Dans sa revendication de l’attentat, le jihadiste aurait présenté Emmanuel Macron comme le «dirigeant des infidèles». Si l’on veut essayer de ne pas désespérer, il faut se féliciter d’être désignés à la vindicte meurtrière comme des infidèles. Cela signifie que nous sommes des individus émancipés que n’encagent pas des soumissions archaïques à des idoles abusives. Cela signifie que nous choisissons nos fidélités et que nous avons le droit de les révoquer, car nous sommes bien conscients que l’éternité n’est pas de ce monde. Cela s’appelle la démocratie ou le divorce, ce dernier n’ayant rien à voir avec la répudiation. Ce droit à l’infidélité signifie que l’apostasie m’est permise, si jamais, que Dieu m’en garde, il m’arrivait de croire, au lieu de ne pas croire.
Devant le collège de Conflans, triturant son masque noir entre ses doigts, visage moite d’émotion et de colère, Macron a répété par deux fois: «Ils ne passeront pas.» Le citoyen que je suis a apprécié, espérant qu’il ne soit pas trop tard, tant l’acceptation d’un concept comme celui d’«islamophobie» peut entraver la nécessaire critique de toutes les religions. En revanche, l’historien que je ne suis pas vraiment a de quoi s’inquiéter. La reprise de ce slogan républicain jeté à la face des partisans de Franco pendant la guerre d’Espagne est un magnifique cri de résistance antifasciste et libertaire. Malheureusement, ceux qui hurlaient «viva la muerte» l’ont emporté et le joug du franquisme a mis longtemps à être levé.

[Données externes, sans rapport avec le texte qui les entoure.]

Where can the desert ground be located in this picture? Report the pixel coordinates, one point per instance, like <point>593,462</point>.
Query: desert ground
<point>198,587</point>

Il faut saluer la mémoire du professeur assassiné et faire le nécessaire pour que l’Education nationale puisse continuer à enseigner paisiblement le Big Bang et Darwin, la reproduction sexuée et la natation, aux filles comme aux garçons, de toutes origines, de toutes confessions. Afin d’essayer de ne pas désespérer.